As we talked, musicians trickled by from the dining area, where the likes of pianist McCoy Tyner, singer Mary Stallings and violinist Regina Carter shared a pre-performance buffet. Redman, who played a sensational trio of "Mack the Knife" with Penman and drummer Eric Harland later that night, held out his plastic tumbler for a pour of the dry, vividly flavorful Vouvray.

So, why a French wine in the midst of California wine country? "I am an unabashed Francophile," Penman insisted. "I am particularly partial to the Loire and Southern Rhône, but I also love Beaujolais." He expounded for several minutes on the Beaujolais wines of Marcel Lapierre.

Unlike many performers who enjoy a good wine mostly when someone chooses it for them, Penman actually knows whereof he speaks. He explained why he prefers the balance and fragrance of Sauvignon Blancs from Sancerre and the different levels of sweetness and tartness in Chenin Blancs from Vouvray, Savennières and Côteaux de Layon.

"When I have a really great wine that sings of its place, it reminds me of jazz," he said. "It is a very personal, unmistakable experience. And it's a special inspiration if you've actually visited the vines and seen the roots."

He is also partial to natural wines, although he carefully noted that he tries to avoid the winemaking mistakes that can plague some bottles in the category. "Maybe it's because I play jazz, but I like that sense of taking a leap of faith, when you don't exactly know what the next moment might bring," he said. "When it works, [the wine] can have so much verve and vivacity, and every bottle is a little bit different."

I allowed as how that's where we part company, but I knew what he was saying. There's a certain level of risk playing a form of music that relies so much on improvisation, and requires its own unique style of articulation. He found a parallel in natural wines. For me, wines that go off in fermentation, aging or in the bottle, are like musicians playing out of tune. He thought about that for a moment, agreed that it's bothersome, but for him the reward of the ones that click compensate for off bottles.

As a music major in college, I started off on bass, and earned pocket change playing jazz before I turned my focus to the written word. I gotta tell you, we never had digs like the SFJAZZ Center. Its main hall seats 350 to 700, based on how it's configured, and it is indeed a great place for jazz, with clean acoustics and a high comfort level. The lineup for the inaugural season includes guitarist Bill Frisell, bassist Dave Holland, singer Dianne Reeves and the Afro-Cuban All-Stars, and in March a whole week of the SFJAZZ Collective. I am planning to be in the audience for some of those performances, and maybe share another glass of good wine with the bass player.

Richard Gangel
San Francisco, CA USA —  February 4, 2013 1:29pm ET
I can understand why they don't allow real glass wineglasses in the hall for a couple of reasons. It's a fantastic concession to the patrons to allow them to bring wine and other drinks into the hall in the first place, but the acoustics are so extraordinarily good that dropping a glass during the performance, which is probable, would be a distraction to the musicians and the audience. It was certainly distracting when patrons got up during the performance and the sound of their walking spread through the hall. Secondly, it's bad enough to clean up spilled drinks from the floor, but the expense of replacing broken glasses versus the cost of plastic glasses is a big consideration on the part of SF Jazz.
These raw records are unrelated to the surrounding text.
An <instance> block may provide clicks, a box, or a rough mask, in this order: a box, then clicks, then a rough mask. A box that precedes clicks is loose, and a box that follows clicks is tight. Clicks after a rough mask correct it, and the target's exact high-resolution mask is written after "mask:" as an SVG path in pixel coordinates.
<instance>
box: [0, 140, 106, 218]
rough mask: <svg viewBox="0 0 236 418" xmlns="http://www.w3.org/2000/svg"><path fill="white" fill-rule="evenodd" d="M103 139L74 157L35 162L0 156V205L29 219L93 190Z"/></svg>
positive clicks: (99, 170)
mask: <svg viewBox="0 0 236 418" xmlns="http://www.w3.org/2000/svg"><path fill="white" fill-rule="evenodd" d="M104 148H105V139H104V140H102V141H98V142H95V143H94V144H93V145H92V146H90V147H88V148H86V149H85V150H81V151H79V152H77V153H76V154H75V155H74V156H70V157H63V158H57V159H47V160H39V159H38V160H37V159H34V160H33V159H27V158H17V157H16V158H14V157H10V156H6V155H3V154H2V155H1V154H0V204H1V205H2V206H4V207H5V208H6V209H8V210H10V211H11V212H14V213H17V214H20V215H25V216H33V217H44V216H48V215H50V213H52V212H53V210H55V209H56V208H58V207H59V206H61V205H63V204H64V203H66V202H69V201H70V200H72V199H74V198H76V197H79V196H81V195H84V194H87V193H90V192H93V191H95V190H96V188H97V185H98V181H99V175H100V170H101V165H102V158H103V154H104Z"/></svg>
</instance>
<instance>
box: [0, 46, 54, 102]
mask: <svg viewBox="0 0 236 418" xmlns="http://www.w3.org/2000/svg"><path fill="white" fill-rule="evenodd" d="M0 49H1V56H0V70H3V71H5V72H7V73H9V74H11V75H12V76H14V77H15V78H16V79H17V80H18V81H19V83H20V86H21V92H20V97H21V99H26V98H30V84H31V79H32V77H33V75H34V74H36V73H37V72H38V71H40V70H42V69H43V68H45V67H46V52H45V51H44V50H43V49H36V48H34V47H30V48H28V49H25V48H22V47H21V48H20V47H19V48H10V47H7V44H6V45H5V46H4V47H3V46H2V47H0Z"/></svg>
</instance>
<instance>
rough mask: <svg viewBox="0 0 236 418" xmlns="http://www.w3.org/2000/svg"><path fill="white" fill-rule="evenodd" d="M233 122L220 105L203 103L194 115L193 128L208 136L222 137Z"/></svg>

We in San Francisco are very fortunate to have someone with the fortitude of Randall Kline to bring about such a project to our city, and the architectural chops of Mark Cavagnero to design it so superbly. I took a tour of the building just two months ago and was amazed at how quickly they managed to complete the job on time with just a few small tweaks that need to be completed that don't affect the hall itself.

A further note on the acoustics: There are not many concert halls, if any, in which they can turn off the sound system and the patrons in the balcony can hear every note being played on the stage.
Harvey Steiman
San Francisco —  February 4, 2013 1:49pm ET
Thanks for your comment, Richard. I agree, glass would not be appropriate. But there are some excellent plastic products that have the shape and size to show off wine better that straight plastic tumblers.